Record linkage


Record linkage is the task of finding records in a data set that refer to the same entity across different data sources. Record linkage is necessary when joining different data sets based on entities that may or may not share a common identifier, which may be due to differences in record shape, storage location, or curator style or preference. A data set that has undergone RL-oriented reconciliation may be referred to as being cross-linked.

Naming conventions

"Record linkage" is the term used by statisticians, epidemiologists, and historians, among others, to describe the process of joining records from one data source with another that describe the same entity. However, many other terms are used for this process. Unfortunately, this profusion of terminology has led to few cross-references between these research communities.
Computer scientists often refer to it as "data matching" or as the "object identity problem". Commercial mail and database applications refer to it as "merge/purge processing" or "list washing". Other names used to describe the same concept include: "coreference/entity/identity/name/record resolution", "entity disambiguation/linking", "fuzzy matching", "duplicate detection", "deduplication", "record matching", " reconciliation", "object identification", "data/information integration" and "conflation".
While they share similar names, record linkage and linked data are two separate approaches to processing and structuring data.

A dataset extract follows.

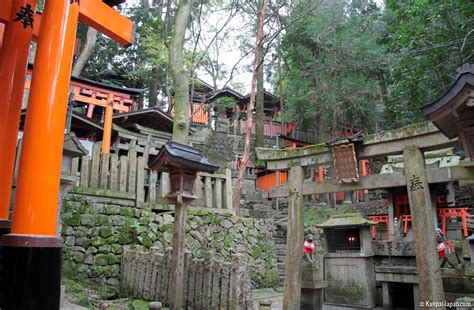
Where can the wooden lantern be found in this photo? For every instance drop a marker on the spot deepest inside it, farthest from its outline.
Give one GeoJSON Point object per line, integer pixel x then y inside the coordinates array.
{"type": "Point", "coordinates": [183, 163]}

Although both involve identifying matching entities across different data sets, record linkage standardly equates "entities" with human individuals; by contrast, Linked Data is based on the possibility of interlinking any web resource across data sets, using a correspondingly broader concept of identifier, namely a URI.

History

The initial idea of record linkage goes back to Halbert L. Dunn in his 1946 article titled "Record Linkage" published in the American Journal of Public Health.
Howard Borden Newcombe then laid the probabilistic foundations of modern record linkage theory in a 1959 article in Science. These were formalized in 1969 by Ivan Fellegi and Alan Sunter, in their pioneering work "A Theory For Record Linkage", where they proved that the probabilistic decision rule they described was optimal when the comparison attributes were conditionally independent. In their work they recognized the growing interest in applying advances in computing and automation to large collections of administrative data, and the Fellegi-Sunter theory remains the mathematical foundation for many record linkage applications.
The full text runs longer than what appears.